Asian dollar bond spreads weakened slightly on Monday in caution ahead of Tuesday's policy meeting of the US Federal Reserve, with some expectations the central bank might drop the word "measured" from its statement. Trade was quiet in a shortened trading week, with Tokyo closed for a holiday on Monday and several markets due to close to mark Good FFriday at the end of the week "The market's been quiet, just slightly to the left side of the quote," said a Manila-based trader. "Most guys are squaring off going into the Fed meeting this week as well as the Easter holidays."
Market benchmark ports-to-telecoms conglomerate Hutchison Whampoa Ltd's widened by two basis points (bps) to 117/111 (bps) over comparable US Treasuries.
Rising oil prices and higher USTreasury yields have rattled sentiment in emerging market debt in Asia, affecting the issue plans of at least two dollar-bond offerings.
Last week, South Korea's National Agricultural Co-operative Federation (NACF) put off a $400 million, 10-year bond sale and Thai Military Bank delayed a 10-year bond issue of up to $250 million.
Dacom Corp, South Korea's second-biggest fixed-line operator, said it would decide on the sales date of $300 million in bonds "depending on the market situation".
The company is marketing the deal in the United States on Monday.
Indonesia is also promoting a $1 billion global bond, its second sovereign issue since the Asian financial crisis.
Indonesian Finance Minister Jusuf Anwar said late on Friday his country would delay the deal if the yield that investors demanded was pushed too high.
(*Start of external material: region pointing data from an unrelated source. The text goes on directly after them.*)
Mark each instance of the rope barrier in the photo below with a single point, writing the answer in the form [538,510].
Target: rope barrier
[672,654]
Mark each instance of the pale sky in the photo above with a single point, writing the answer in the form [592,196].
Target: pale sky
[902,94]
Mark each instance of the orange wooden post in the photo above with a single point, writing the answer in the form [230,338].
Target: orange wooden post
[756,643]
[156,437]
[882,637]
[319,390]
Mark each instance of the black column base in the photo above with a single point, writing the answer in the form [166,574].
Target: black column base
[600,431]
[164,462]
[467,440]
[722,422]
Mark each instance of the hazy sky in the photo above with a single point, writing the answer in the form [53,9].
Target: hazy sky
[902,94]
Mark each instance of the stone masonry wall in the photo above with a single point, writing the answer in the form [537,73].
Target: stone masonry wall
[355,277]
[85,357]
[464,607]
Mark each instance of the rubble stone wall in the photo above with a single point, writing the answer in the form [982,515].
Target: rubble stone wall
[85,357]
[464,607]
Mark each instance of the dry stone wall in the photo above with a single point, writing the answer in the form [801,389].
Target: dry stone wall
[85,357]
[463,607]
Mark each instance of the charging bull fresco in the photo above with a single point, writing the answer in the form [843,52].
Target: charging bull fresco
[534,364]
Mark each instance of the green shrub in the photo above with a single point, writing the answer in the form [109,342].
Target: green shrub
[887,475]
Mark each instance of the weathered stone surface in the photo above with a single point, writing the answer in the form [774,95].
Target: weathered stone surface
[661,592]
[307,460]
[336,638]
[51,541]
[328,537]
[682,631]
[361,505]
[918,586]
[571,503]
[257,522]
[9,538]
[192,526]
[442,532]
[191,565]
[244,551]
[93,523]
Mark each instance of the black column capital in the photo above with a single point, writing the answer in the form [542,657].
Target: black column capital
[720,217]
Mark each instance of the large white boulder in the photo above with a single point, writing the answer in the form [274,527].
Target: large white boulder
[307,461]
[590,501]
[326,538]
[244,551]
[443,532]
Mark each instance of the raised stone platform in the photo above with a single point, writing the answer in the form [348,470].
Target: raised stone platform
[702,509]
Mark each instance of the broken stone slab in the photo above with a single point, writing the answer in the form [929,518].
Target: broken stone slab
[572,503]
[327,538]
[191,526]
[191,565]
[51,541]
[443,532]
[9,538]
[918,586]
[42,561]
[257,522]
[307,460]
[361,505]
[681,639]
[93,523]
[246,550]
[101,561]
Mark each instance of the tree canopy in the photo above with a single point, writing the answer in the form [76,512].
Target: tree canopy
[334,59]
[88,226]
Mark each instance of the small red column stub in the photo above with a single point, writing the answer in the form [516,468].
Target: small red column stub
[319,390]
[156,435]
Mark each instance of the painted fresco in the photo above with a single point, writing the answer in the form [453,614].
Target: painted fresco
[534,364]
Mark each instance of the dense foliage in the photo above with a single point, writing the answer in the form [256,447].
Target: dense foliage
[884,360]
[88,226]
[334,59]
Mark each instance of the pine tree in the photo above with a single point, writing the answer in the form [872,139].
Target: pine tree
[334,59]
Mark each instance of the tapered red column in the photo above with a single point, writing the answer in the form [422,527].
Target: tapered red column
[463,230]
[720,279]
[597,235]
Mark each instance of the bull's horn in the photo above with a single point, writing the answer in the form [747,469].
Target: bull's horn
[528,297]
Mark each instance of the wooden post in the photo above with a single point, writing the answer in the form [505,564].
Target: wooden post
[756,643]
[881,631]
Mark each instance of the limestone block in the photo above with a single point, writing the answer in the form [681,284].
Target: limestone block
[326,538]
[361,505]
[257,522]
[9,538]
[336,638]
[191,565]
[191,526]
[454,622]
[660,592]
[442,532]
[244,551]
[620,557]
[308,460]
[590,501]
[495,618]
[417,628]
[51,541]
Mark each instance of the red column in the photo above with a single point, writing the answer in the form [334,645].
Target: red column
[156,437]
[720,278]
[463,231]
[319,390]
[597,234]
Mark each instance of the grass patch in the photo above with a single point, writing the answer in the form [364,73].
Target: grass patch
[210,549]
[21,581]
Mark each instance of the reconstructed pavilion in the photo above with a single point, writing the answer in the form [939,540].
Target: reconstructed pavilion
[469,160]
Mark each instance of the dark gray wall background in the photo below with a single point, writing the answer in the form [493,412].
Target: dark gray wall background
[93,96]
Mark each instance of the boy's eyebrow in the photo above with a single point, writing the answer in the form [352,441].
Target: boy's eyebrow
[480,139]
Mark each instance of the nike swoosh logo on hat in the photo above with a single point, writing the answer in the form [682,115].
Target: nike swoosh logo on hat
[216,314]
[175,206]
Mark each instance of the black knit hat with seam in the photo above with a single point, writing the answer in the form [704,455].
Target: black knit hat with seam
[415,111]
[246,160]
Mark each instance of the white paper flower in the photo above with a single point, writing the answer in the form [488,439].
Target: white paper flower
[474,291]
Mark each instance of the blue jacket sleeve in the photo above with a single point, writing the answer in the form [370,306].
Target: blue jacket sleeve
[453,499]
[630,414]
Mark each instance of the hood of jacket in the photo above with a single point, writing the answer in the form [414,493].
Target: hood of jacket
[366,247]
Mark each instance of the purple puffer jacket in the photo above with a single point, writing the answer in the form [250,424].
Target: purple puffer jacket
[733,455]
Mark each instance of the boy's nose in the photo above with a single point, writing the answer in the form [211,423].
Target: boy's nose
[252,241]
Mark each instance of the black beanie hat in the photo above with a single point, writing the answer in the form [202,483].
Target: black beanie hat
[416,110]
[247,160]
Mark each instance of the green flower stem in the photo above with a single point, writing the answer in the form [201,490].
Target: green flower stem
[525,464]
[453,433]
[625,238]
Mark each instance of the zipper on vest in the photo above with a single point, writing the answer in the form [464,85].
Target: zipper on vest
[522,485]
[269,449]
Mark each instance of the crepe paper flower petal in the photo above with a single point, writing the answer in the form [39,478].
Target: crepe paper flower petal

However, many analysts see the present sell-off as a buying opportunity.
"We think the recent sell-off has created an opportunity to get back into Asian bond market at more reasonable levels - something we have been waiting for the past few months," said J.P. Morgan in a research note.
The March 18 report recommends buying on declines into higher quality credits and with the return of stability in the market to buy into high-yielding credits with strong or improving fundamentals.
Analysts say a gradual pick-up in US Treasury yields is favourable for credit spreads, compared with a more volatile rise, but what could trip the market is any change in the language used by the US Federal Reserve.
A quarter percentage point rise in US interest rates to 2.75 percent is widely expected, the seventh in this cycle.